In the past 15 years, a grand total of two Democratic at-large Council incumbents have failed to win re-election. And the particular circumstances of each, along with the political profiles of those who replaced them, do not bode well for truly independent challengers.

That’s why you shouldn’t vote for an at-large incumbent. No matter how well known you think your favorite challenger is, or how much money they’ve raised, or how well they spoke at that one forum you went to, they started with a 20,000-30,000 vote deficit. Even in the age of social media and an arguably declining party machine, incumbency remains the most powerful asset a candidate can have. High-profile challengers like Helen Gym, Paul Steinke, and Derek Green are pushing one or two sitting Council members off the endorsed lists in some of the more open wards, but an incumbent retains a major support base, and every challenger is playing catch-up.

So it’s not enough simply to cast your vote for your favorite challenger. You have to give them one more vote than the incumbents. Without that differential, all you’re doing is reducing the challenger’s margin of defeat.

You might think this is insane: If everyone voted that way, all the incumbents would get crushed and some inferior challengers would get elected in their stead. That’s true – but we know that everyone is not going to vote that way.
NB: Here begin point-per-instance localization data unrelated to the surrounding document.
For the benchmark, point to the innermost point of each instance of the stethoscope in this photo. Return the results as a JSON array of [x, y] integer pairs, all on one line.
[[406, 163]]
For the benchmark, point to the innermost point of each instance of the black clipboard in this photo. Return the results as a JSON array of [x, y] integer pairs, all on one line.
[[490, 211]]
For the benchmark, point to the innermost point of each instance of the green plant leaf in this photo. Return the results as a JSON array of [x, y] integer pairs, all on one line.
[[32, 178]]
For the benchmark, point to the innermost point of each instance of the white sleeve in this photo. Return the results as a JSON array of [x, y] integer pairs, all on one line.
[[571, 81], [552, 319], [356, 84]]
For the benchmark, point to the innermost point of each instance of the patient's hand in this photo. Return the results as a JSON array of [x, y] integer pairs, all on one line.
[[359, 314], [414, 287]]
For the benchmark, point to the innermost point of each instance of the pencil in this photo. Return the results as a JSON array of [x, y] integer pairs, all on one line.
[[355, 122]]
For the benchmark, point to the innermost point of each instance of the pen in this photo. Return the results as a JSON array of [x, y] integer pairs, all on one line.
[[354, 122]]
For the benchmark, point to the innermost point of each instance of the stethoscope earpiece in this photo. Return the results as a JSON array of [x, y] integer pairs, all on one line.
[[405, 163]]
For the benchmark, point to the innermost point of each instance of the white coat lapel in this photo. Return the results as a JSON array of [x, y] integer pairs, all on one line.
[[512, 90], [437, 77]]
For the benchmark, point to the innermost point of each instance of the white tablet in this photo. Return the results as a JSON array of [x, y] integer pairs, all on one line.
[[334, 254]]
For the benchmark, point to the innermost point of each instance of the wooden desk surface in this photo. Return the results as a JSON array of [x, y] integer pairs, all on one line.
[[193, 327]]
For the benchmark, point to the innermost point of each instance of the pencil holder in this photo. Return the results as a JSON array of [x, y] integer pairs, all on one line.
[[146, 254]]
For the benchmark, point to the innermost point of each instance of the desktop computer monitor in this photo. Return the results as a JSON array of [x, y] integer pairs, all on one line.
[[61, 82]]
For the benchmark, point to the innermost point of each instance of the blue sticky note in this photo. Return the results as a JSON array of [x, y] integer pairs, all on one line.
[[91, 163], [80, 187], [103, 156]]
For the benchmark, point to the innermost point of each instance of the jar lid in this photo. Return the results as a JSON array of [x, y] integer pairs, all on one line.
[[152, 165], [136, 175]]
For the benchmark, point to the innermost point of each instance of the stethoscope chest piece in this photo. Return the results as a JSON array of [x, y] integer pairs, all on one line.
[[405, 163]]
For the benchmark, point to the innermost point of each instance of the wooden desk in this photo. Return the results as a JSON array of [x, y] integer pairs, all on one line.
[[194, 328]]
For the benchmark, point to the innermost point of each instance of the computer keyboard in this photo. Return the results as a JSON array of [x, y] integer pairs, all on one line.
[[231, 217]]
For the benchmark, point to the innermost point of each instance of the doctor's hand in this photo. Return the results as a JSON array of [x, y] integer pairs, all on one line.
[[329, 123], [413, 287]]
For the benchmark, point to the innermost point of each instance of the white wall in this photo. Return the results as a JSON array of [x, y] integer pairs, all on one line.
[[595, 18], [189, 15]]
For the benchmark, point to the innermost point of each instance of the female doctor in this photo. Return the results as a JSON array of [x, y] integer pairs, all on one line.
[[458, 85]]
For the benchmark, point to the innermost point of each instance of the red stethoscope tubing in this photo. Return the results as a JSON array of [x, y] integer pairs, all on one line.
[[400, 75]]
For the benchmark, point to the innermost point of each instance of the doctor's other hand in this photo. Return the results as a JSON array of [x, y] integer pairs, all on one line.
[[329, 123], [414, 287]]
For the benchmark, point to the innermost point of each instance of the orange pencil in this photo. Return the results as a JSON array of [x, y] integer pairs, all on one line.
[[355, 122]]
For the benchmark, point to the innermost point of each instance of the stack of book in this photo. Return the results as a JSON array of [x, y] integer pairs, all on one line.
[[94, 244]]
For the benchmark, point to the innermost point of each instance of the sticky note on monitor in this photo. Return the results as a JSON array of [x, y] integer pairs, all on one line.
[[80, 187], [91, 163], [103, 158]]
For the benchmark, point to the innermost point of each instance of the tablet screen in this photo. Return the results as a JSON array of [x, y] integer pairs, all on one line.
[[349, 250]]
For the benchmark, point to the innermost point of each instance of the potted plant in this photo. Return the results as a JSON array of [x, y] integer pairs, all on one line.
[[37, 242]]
This is game theory: Not what you should do, but what you should do given your best guess about what others will do. And no matter what anyone writes on Phillymag.com or Facebook or anywhere else, on May 19 tens of thousands of voters will pull the trigger for the City Committee’s endorsed list, which includes all the incumbents.

Another large group won’t vote for your personal favorite challenger either, because they’ll vote for the first five names on the ballot (or the first five they recognize). And a much larger group won’t vote for your candidate because they won’t vote at all.
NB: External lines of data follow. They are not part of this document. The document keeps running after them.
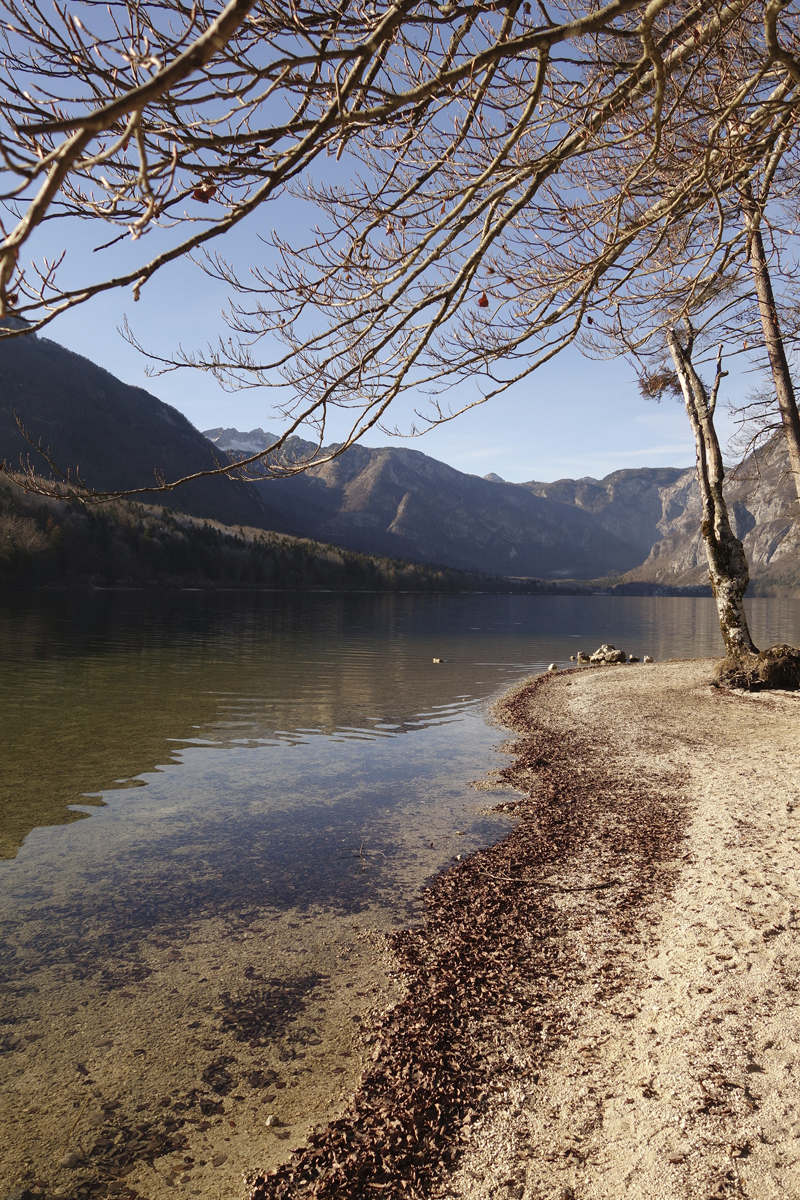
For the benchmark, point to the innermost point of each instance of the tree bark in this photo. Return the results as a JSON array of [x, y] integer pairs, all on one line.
[[771, 328], [728, 571]]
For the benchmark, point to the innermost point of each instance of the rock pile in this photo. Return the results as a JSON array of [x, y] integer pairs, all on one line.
[[608, 654]]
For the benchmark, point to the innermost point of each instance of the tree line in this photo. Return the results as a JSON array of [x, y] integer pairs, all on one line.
[[487, 184]]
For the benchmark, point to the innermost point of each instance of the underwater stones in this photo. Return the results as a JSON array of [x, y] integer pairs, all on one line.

These three blocs are forces pushing the election in a direction counter to what you want. They’re like a flood coming at your house from three sides. You don’t try to let the “good” water in while keeping the “bad” water out. You pile up the sandbags, seal the doors and windows, and do everything you can to keep out every single drop.

So if you vote for even one incumbent, you’re sealing the challenger’s fate. And if you vote for a top-of-the-ballot challenger you think is merely so-so, you’re helping them beat the down-ballot candidate you really care about.
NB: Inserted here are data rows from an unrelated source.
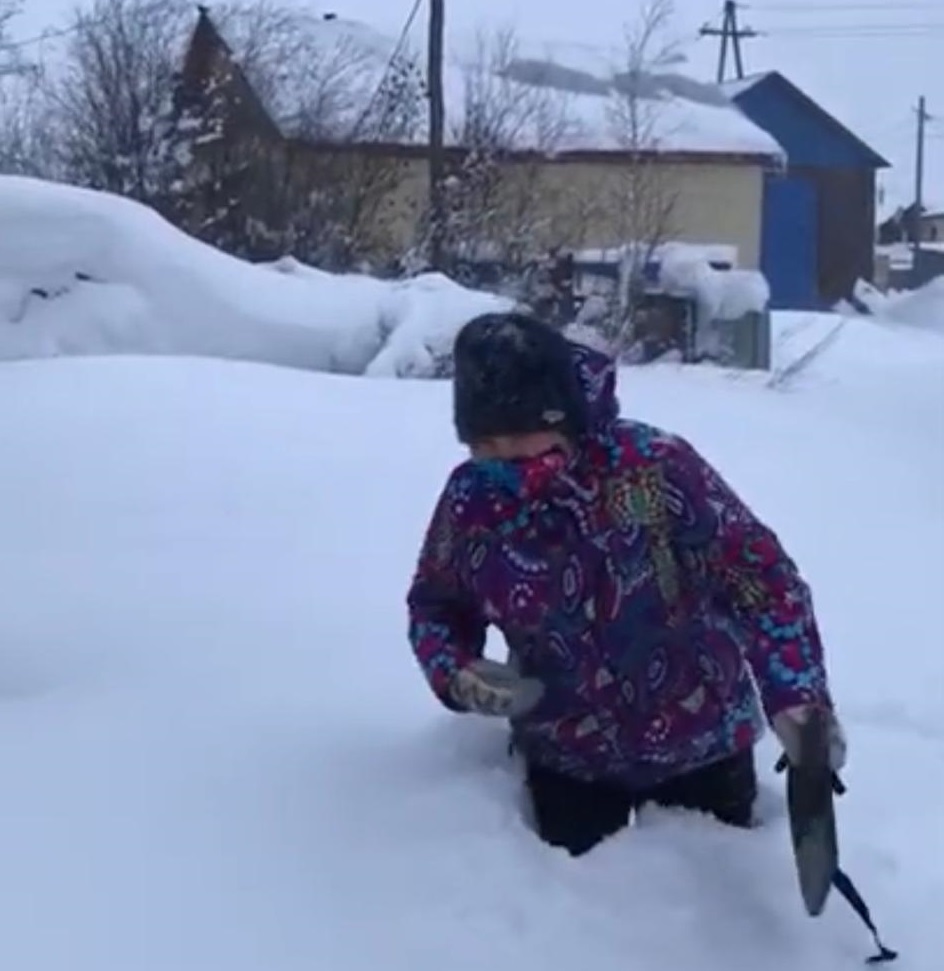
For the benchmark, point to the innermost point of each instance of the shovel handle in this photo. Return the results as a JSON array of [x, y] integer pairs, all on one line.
[[839, 787]]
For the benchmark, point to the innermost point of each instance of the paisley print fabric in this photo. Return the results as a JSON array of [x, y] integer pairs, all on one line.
[[664, 619]]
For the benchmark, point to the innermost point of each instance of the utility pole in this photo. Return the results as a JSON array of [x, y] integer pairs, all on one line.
[[729, 32], [437, 113], [923, 119]]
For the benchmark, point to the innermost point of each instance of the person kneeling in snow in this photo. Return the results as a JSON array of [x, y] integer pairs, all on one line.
[[636, 592]]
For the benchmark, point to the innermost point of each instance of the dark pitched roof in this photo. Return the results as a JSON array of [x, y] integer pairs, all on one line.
[[738, 90]]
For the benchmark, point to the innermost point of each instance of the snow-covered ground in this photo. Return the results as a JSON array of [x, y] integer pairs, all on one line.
[[89, 272], [217, 752]]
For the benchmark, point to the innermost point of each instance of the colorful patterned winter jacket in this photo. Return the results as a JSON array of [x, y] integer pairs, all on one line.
[[634, 583]]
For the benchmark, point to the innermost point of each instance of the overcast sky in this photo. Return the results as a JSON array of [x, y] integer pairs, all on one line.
[[863, 60]]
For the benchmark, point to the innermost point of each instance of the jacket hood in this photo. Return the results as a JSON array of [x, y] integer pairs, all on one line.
[[596, 372], [542, 475]]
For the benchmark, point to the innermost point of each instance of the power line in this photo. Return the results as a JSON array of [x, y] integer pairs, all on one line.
[[807, 8], [730, 32], [14, 45], [892, 28]]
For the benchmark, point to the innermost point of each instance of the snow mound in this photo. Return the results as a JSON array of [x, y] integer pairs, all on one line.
[[923, 307], [85, 272], [217, 751]]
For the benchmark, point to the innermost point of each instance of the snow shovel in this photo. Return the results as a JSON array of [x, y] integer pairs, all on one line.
[[811, 786]]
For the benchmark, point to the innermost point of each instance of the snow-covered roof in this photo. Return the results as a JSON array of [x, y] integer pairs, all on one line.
[[565, 99]]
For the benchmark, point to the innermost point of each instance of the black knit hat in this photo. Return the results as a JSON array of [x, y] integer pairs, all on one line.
[[515, 375]]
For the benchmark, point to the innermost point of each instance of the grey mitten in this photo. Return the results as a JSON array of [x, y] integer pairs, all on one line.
[[497, 690], [787, 727]]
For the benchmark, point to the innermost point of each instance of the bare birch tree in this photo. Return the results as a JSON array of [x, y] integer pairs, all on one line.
[[506, 130], [123, 126], [645, 197], [24, 140]]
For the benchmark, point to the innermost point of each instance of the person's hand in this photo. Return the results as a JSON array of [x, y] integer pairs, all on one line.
[[788, 726], [497, 690]]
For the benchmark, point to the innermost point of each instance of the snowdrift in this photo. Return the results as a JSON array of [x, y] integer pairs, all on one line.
[[85, 272], [217, 752], [923, 307]]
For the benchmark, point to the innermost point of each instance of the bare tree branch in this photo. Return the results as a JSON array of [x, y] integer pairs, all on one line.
[[646, 196], [494, 197]]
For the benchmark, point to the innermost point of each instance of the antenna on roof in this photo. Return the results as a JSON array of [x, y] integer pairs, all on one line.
[[729, 32]]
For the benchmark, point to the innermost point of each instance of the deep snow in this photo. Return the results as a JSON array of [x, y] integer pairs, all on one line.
[[217, 752], [89, 272]]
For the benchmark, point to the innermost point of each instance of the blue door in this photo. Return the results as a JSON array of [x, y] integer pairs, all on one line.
[[788, 242]]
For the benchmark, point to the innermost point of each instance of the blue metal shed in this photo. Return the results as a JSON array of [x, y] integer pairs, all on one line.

The only complication if you’re a Democrat is that challenger Sherrie Cohen has the party endorsement because of the vacancy left when Jim Kenney resigned to run for Mayor. But since the endorsement doesn’t confer all the benefits of incumbency, and since she pulled a poor ballot position, she’s more or less in the same boat with other high-profile challengers.

If you’re a Republican it’s the same. You might like one of the two incumbents and just want to oust the other one in favor of a challenger. But because you can’t control how others will vote, you need to withhold your vote from both incumbents if you want that challenger to have a real chance.

In the final days before the Philadelphia election, you will likely hear contrary advice like:

  • “In the at-large races no one is really running against anyone else, so just vote for five people you like.”
  • “Challenger X’s real competition is Challenger Y, so just don’t vote for them and Challenger X will be fine.”
  • “I know you like Challengers X and Y, but Incumbent Z has been a great friend to Progressive Causes A, B, and C, so you must vote for Incumbent Z too.”
  • “What a**hole told you not to vote for incumbents? That’s just stupid!”

Coming from a friend or trusted political professional, this advice will sound compelling. Take it if you wish. But don’t say you weren’t warned.

Matt Ruben ran unsuccessfully in the Democratic City Council At-large primary in 2007. He really, really hopes no one in Council will hold this against him.